Indaba a key step towards sustainable development of Gladstone's coastal ecosystems

Published:11 December 2019

Indaba speakers Professor Owen Nevin, Dr Emma Jackson, Dr Chris Gillies, Dr Katherine Dafforn and Gordan Dwane presenting

FROM TOP: Indaba speakers included Professor Owen Nevin, Dr Emma Jackson, Dr Chris Gillies, Dr Katherine Dafforn and Gordan Dwane.

Industry partners, community groups and CQUniversity staff recently converged on the Gladstone Marina campus for the 2019 Regional Indaba event, which highlighted what’s being done to restore coastal ecosystems.

This year's theme was chosen to align with the establishment of the Coastal Marine Ecosystems Research Centre (CMERC) at CQUniversity. The centre provides a multi-faceted, high-profile marine science capability in Central Queensland focusing on the Southern Great Barrier Reef.

CQUniversity Associate Vice-Chancellor (Gladstone Region), Professor Owen Nevin said Indaba speakers shared inspirational stories of large-scale success, practical advice on required action, and a vision of future best-practice in sustainable coastal management.

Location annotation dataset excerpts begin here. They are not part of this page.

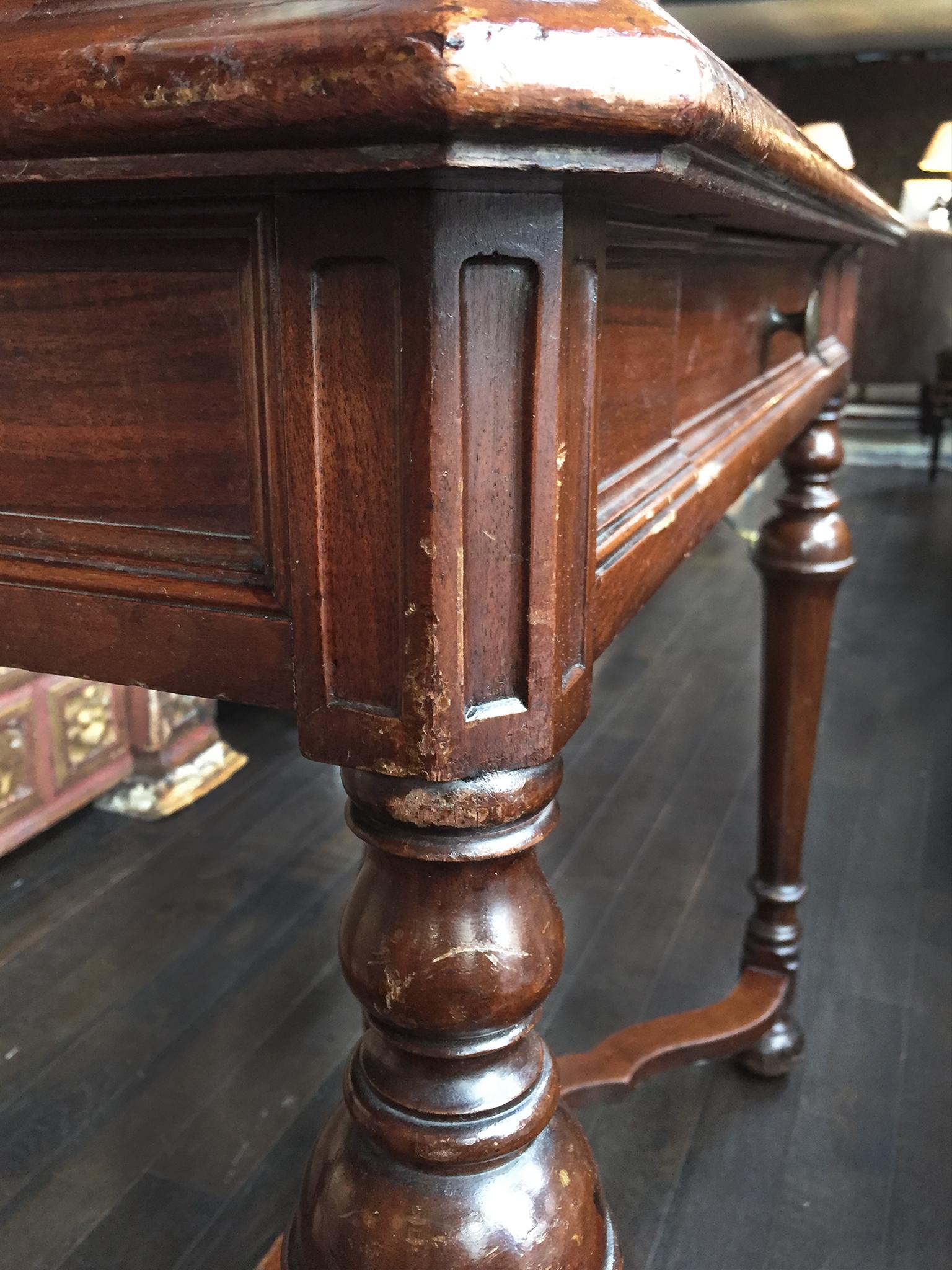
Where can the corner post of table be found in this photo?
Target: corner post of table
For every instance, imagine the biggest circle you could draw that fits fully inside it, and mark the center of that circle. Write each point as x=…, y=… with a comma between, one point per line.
x=803, y=554
x=441, y=388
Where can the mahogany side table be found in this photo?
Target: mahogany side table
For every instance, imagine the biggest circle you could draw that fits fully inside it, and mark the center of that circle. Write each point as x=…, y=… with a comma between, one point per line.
x=380, y=361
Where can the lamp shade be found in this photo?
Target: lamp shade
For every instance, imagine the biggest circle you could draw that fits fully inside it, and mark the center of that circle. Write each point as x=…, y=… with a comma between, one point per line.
x=832, y=140
x=938, y=153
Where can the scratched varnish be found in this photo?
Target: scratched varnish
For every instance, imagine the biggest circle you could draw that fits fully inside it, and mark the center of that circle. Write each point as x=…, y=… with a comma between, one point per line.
x=174, y=1020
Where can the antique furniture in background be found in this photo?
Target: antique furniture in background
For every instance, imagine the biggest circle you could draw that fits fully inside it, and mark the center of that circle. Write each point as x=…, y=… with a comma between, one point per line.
x=380, y=362
x=904, y=322
x=65, y=742
x=178, y=755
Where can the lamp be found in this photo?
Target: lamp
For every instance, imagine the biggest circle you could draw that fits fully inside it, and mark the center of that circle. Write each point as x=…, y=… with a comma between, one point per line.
x=938, y=153
x=832, y=140
x=938, y=158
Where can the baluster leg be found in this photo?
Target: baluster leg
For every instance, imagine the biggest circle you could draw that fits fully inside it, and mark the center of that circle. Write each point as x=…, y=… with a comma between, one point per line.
x=452, y=1151
x=803, y=554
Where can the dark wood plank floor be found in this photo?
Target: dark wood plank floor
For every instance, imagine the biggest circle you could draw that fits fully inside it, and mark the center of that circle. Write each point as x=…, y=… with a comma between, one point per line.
x=173, y=1021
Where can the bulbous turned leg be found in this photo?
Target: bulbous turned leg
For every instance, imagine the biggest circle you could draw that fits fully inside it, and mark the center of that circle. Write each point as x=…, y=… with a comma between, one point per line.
x=803, y=554
x=451, y=1151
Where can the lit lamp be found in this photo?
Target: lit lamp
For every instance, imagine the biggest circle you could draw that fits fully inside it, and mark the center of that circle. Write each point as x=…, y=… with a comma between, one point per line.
x=832, y=140
x=938, y=158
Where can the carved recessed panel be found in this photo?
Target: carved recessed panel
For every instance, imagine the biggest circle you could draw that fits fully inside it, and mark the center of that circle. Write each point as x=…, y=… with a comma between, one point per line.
x=498, y=355
x=134, y=411
x=357, y=338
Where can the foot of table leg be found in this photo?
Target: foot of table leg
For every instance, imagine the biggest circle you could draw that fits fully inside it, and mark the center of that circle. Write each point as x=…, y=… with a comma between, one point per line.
x=803, y=554
x=715, y=1032
x=775, y=1052
x=452, y=1148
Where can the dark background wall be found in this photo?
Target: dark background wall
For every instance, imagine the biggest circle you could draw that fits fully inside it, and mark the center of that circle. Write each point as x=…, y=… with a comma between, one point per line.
x=889, y=109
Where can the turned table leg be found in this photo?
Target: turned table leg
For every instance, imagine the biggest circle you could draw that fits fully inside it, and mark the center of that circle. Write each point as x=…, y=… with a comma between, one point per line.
x=803, y=554
x=452, y=1150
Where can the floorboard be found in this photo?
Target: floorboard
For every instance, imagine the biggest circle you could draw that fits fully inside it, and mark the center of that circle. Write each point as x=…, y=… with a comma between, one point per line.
x=175, y=1024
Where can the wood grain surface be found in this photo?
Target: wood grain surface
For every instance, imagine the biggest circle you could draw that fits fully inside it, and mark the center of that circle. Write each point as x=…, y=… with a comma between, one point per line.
x=90, y=78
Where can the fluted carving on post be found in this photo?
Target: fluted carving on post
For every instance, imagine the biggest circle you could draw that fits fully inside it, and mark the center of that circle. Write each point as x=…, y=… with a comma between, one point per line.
x=803, y=554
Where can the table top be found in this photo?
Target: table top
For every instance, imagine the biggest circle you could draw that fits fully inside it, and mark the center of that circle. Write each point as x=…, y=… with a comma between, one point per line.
x=381, y=360
x=587, y=86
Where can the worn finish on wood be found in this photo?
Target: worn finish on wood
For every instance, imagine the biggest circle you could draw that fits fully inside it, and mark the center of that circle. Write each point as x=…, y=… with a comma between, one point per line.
x=238, y=969
x=804, y=553
x=179, y=79
x=451, y=941
x=427, y=343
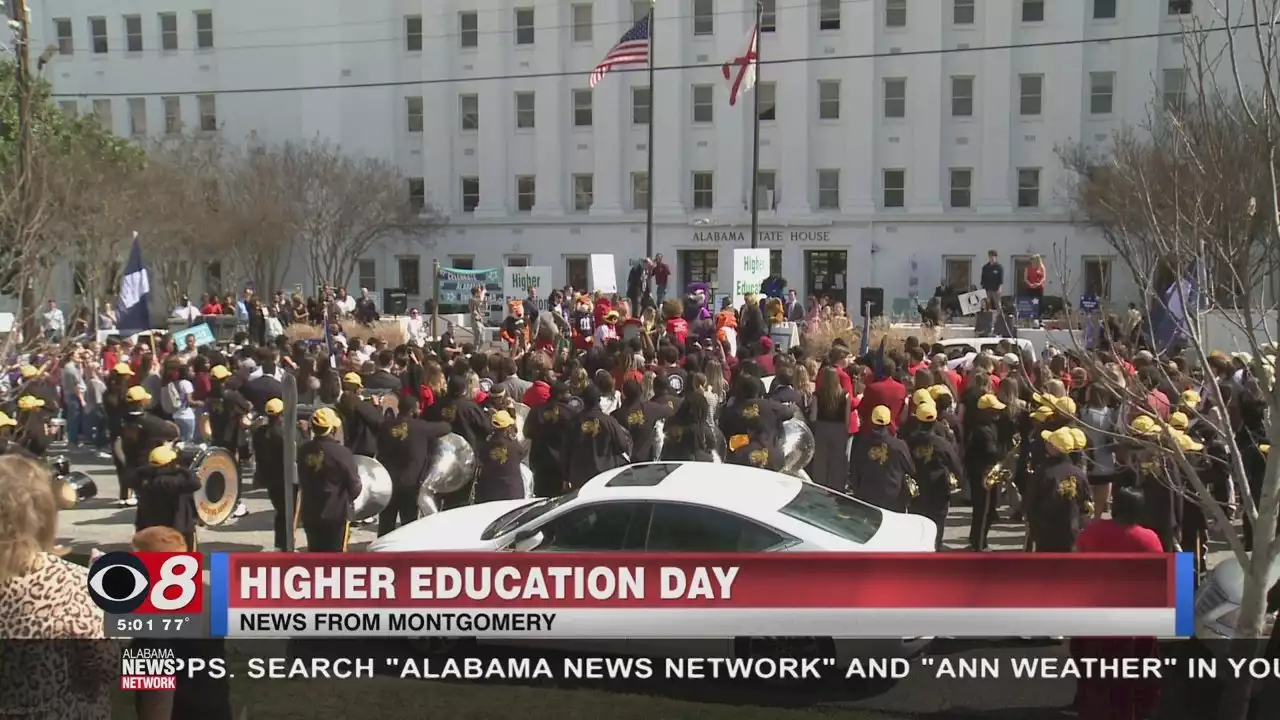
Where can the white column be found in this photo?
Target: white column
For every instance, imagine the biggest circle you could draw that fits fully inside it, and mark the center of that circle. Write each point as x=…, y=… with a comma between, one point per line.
x=607, y=113
x=671, y=180
x=497, y=42
x=798, y=100
x=551, y=115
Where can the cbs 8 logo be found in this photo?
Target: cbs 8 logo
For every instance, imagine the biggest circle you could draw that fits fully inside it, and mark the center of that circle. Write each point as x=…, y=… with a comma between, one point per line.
x=123, y=583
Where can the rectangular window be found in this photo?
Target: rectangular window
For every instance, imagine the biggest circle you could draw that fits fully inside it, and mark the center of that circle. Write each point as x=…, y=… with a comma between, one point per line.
x=1031, y=95
x=416, y=194
x=828, y=99
x=961, y=96
x=895, y=13
x=704, y=17
x=412, y=33
x=961, y=187
x=525, y=110
x=97, y=31
x=133, y=33
x=895, y=188
x=584, y=192
x=469, y=30
x=470, y=195
x=641, y=105
x=895, y=98
x=168, y=31
x=581, y=108
x=138, y=117
x=1101, y=92
x=469, y=109
x=414, y=113
x=704, y=104
x=1028, y=187
x=828, y=190
x=828, y=14
x=172, y=114
x=65, y=41
x=204, y=30
x=704, y=191
x=524, y=26
x=208, y=113
x=526, y=192
x=581, y=23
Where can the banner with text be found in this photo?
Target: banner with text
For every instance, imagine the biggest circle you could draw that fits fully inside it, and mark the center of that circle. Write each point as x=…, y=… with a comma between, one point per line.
x=750, y=268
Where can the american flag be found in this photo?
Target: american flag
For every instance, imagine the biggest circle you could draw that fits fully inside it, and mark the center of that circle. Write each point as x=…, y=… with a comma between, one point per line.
x=632, y=49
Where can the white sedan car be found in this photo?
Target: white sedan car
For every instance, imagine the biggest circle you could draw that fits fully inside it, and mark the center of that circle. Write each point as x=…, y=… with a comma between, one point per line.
x=679, y=507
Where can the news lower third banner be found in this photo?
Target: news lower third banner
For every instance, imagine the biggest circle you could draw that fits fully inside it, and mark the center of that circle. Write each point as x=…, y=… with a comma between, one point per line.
x=531, y=596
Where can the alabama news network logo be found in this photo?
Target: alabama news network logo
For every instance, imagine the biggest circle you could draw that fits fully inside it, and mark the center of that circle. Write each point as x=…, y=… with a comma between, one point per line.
x=144, y=583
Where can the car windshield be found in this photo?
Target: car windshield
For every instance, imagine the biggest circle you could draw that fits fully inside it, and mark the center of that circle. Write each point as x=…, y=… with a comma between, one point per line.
x=833, y=513
x=524, y=514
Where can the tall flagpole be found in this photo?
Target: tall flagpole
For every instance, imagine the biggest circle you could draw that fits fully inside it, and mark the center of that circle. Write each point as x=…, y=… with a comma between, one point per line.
x=755, y=133
x=653, y=96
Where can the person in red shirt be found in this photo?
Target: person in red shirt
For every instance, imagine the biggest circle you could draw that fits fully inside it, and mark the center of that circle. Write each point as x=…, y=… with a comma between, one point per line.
x=1118, y=698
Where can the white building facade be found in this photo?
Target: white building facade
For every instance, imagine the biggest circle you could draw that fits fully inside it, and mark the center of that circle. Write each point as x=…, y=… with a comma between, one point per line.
x=900, y=140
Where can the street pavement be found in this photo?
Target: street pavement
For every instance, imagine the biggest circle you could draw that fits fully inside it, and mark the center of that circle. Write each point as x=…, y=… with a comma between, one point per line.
x=100, y=524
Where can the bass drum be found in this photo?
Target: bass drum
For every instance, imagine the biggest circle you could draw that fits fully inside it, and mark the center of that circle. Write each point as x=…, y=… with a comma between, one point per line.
x=219, y=481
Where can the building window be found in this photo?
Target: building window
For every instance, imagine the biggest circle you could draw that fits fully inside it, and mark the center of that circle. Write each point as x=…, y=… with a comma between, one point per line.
x=138, y=117
x=414, y=113
x=768, y=100
x=366, y=272
x=828, y=190
x=416, y=194
x=1031, y=95
x=581, y=23
x=895, y=13
x=704, y=17
x=1028, y=187
x=584, y=192
x=133, y=33
x=469, y=30
x=639, y=191
x=172, y=114
x=895, y=188
x=575, y=272
x=168, y=31
x=828, y=14
x=1174, y=89
x=97, y=31
x=768, y=16
x=961, y=96
x=208, y=113
x=65, y=42
x=524, y=26
x=641, y=105
x=526, y=192
x=961, y=187
x=828, y=99
x=469, y=106
x=204, y=30
x=1101, y=92
x=470, y=194
x=410, y=276
x=704, y=191
x=895, y=98
x=103, y=112
x=581, y=108
x=704, y=104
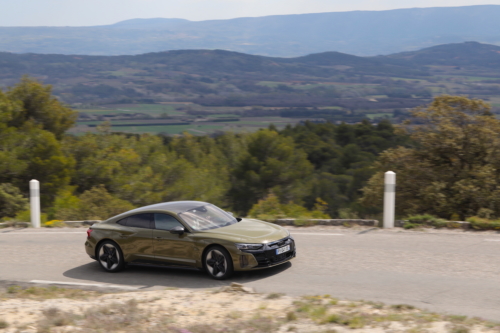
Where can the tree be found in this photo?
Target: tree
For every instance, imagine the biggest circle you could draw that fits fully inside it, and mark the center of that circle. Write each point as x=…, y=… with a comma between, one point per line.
x=271, y=163
x=454, y=166
x=32, y=153
x=37, y=104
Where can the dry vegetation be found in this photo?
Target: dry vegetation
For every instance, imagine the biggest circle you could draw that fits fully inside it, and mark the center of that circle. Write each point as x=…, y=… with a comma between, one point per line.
x=229, y=309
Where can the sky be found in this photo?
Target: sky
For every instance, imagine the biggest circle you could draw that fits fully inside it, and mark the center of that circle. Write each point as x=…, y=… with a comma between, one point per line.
x=102, y=12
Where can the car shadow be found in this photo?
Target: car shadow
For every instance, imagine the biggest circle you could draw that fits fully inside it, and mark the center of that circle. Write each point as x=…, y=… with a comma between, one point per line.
x=146, y=276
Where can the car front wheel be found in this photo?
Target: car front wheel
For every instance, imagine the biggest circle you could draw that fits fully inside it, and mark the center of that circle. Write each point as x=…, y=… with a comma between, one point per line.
x=110, y=257
x=218, y=263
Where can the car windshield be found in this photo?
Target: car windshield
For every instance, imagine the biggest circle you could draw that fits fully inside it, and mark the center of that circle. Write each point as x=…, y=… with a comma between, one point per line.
x=207, y=217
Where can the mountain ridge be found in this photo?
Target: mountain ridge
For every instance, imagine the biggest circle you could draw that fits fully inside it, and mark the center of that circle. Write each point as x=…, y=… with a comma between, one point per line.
x=362, y=33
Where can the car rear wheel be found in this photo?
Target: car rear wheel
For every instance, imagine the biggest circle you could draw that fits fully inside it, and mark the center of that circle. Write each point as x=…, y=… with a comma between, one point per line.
x=110, y=257
x=218, y=263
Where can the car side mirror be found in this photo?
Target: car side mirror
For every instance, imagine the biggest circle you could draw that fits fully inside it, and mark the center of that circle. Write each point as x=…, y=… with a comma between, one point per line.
x=177, y=230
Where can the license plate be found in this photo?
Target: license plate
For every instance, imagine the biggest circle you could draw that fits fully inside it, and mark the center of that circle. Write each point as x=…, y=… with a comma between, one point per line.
x=283, y=249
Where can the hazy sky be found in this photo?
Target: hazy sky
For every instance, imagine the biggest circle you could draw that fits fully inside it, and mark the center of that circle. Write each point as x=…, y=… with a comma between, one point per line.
x=98, y=12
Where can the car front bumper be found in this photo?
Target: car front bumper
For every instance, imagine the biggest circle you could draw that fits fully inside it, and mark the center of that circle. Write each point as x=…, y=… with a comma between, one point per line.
x=267, y=257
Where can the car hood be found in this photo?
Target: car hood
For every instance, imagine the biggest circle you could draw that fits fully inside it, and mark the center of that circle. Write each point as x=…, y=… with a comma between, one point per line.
x=249, y=231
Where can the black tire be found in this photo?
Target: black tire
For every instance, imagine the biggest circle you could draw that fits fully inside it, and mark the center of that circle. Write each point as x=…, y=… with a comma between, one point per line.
x=110, y=257
x=218, y=263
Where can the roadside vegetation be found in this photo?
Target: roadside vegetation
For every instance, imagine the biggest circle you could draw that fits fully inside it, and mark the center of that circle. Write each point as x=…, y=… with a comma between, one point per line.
x=228, y=310
x=445, y=157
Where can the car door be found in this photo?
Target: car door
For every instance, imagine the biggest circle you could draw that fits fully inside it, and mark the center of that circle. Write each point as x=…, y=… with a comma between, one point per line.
x=136, y=240
x=171, y=248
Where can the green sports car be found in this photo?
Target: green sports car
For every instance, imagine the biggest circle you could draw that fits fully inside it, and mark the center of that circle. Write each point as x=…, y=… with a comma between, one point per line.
x=188, y=233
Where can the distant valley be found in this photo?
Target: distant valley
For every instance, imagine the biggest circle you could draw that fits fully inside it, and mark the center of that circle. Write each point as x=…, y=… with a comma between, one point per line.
x=205, y=91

“The resounding message of the night was that industry, community, researchers, and regulators all want the same outcomes - environmental and economic sustainability in our marine and coastal ecosystems,” he said.

Event participants heard from Oceans Program Lead for The Nature Conservancy, Dr Chris Gillies; Senior Lecturer in Environmental Sciences for Macquarie University Marine Research Centre, Dr Katherina Dafforn; Gladstone Ports Corporation Environmental Manager, Gordon Dwane; and CMERC Interim Director, Dr Emma Jackson.

Dr Gillies inspired the audience with large-scale marine restoration success stories and encouraged that the 'confidence to try things' is the most important ingredient in making positive change.

Meanwhile, Dr Dafforn presented novel approaches to seeing coastal developments as opportunities to create structure and build resilient ecosystems, and engineer habitats to promote native species and deter invasive species, through the Living Sea Walls project.

Mr Dwane told of the proactive options the Gladstone Ports Corporation is exploring for the sustainable management of dredged material, keeping sediment in the system, reducing dredging requirements, and the creation of marine habitat for seagrass and birdlife, which will highlight best practice, globally.

Dr Jackson highlighted how CMERC’s base in Gladstone exemplifies CQUniversity's research agenda of doing research that matters, where it matters.

"Gladstone's unique juxtaposition of industrial development and ecosystem value offers an unparalleled opportunity for CMERC to conduct high-impact research with real-world outcomes which positively impacts the environment and economy," she said.

Prof Nevin said there was some great research being done and CMERC had an important role to play. “Restoration is possible on a large scale and we need to be confident in the application of the best science and engineering to address this going forward,” he said.

“Events like this demonstrate the role of the University within our community in bringing cutting-edge knowledge to the region and promoting the best of what is being done locally.”